La première ministre Theresa May n'a pas simplement perdu son pari. Elle a été humiliée, son accord de divorce avec l'Union européenne ayant été rejeté hier par une très large majorité d'élus.

Insistons sur le résultat du scrutin, car il permet de prendre la mesure de l'échec : 432 députés ont voté contre cet accord alors que seuls 202 l'ont soutenu.

La dernière fois que le gouvernement de ce pays avait subi un tel affront et perdu un vote avec un écart presque aussi important, c'était en 1924 !

Quel gâchis!

Ne nous méprenons pas. Ce qui peut sembler être un acte de bravoure de la part de ces élus qui ont défié la première ministre est davantage un geste lâche. Ils viennent d'opter pour la fuite en avant.

On réclame, ici, un plan B qui n'existe toujours pas. Toutes sortes de scénarios potentiels sont désormais envisagés pour éviter une sortie de l'Union européenne sans accord préalable. 

C'est ce qu'on a qualifié de Brexit dur : le plus douloureux des divorces évoqués.

Une reprise des pourparlers est possible pour éviter ce résultat. Theresa May a trois jours pour faire connaître ses intentions à ce sujet. Mais d'abord, elle devra survivre à une motion de censure qui mettra à l'épreuve, aujourd'hui, sa fragile majorité.

Et si jamais la première ministre restait en poste, retournait ensuite à Bruxelles et y obtenait un nouvel accord, il est loin d'être certain qu'il serait, celui-là, accepté à Londres.

Car si les Européens ont dit être prêts à poursuivre les discussions - ils ont signalé qu'elles pouvaient techniquement continuer jusqu'aux élections européennes, à la fin du mois de mai -, il est clair qu'ils n'ont pas l'intention de faire des concessions majeures.
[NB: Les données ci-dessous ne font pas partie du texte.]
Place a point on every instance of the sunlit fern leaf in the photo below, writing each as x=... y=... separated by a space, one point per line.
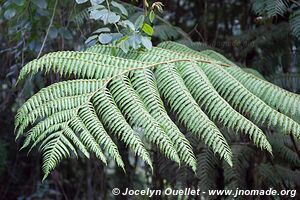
x=135 y=111
x=284 y=149
x=95 y=127
x=145 y=84
x=113 y=119
x=288 y=81
x=231 y=83
x=171 y=86
x=207 y=171
x=242 y=157
x=120 y=91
Pourquoi le feraient-ils? L'Union européenne doit montrer qu'il y a des conséquences à un tel divorce. Et les négociateurs à Bruxelles savent que même s'ils mettent de l'eau dans leur vin, ce ne sera probablement pas suffisant pour contenter une majorité d'élus britanniques.

Ceux-ci semblent juger tout compromis inacceptable; ils rêvent d'avoir le beurre et l'argent du beurre.

Theresa May est devant un mur. Mais il serait injuste de lui attribuer tout le blâme. C'était une bataille perdue d'avance. Elle n'avait tout simplement pas assez de cartes dans son jeu pour espérer gagner.

Les vrais coupables de ce gâchis sont ceux qui ont orchestré le référendum et ceux qui ont fait campagne - à grand renfort de mensonges et de demi-vérités - pour convaincre les Britanniques que le divorce serait un jeu d'enfant et que leur pays avait tout à gagner à quitter l'Union européenne.

Ce sont eux qui ont mené le pays au bord du précipice. Principalement les élus conservateurs et leurs alliés, parmi lesquels on dénombre entre autres l'ancien premier ministre David Cameron, son ancien stratège Steve Hilton et l'ancien ministre des Affaires étrangères Boris Johnson.

«Il s'agit sans l'ombre d'un doute de la génération la plus cynique, opportuniste et incompétente à avoir dirigé la Grande-Bretagne des temps modernes», a estimé, il y a quelques semaines, le renommé chroniqueur britannique Edward Luce, du Financial Times.

Il aurait pu utiliser un autre adjectif : irresponsable. Il faut l'être pour ne pas envisager les conséquences de ses actes et pour casser des pots sans avoir la moindre idée de la façon dont ils pourront être réparés.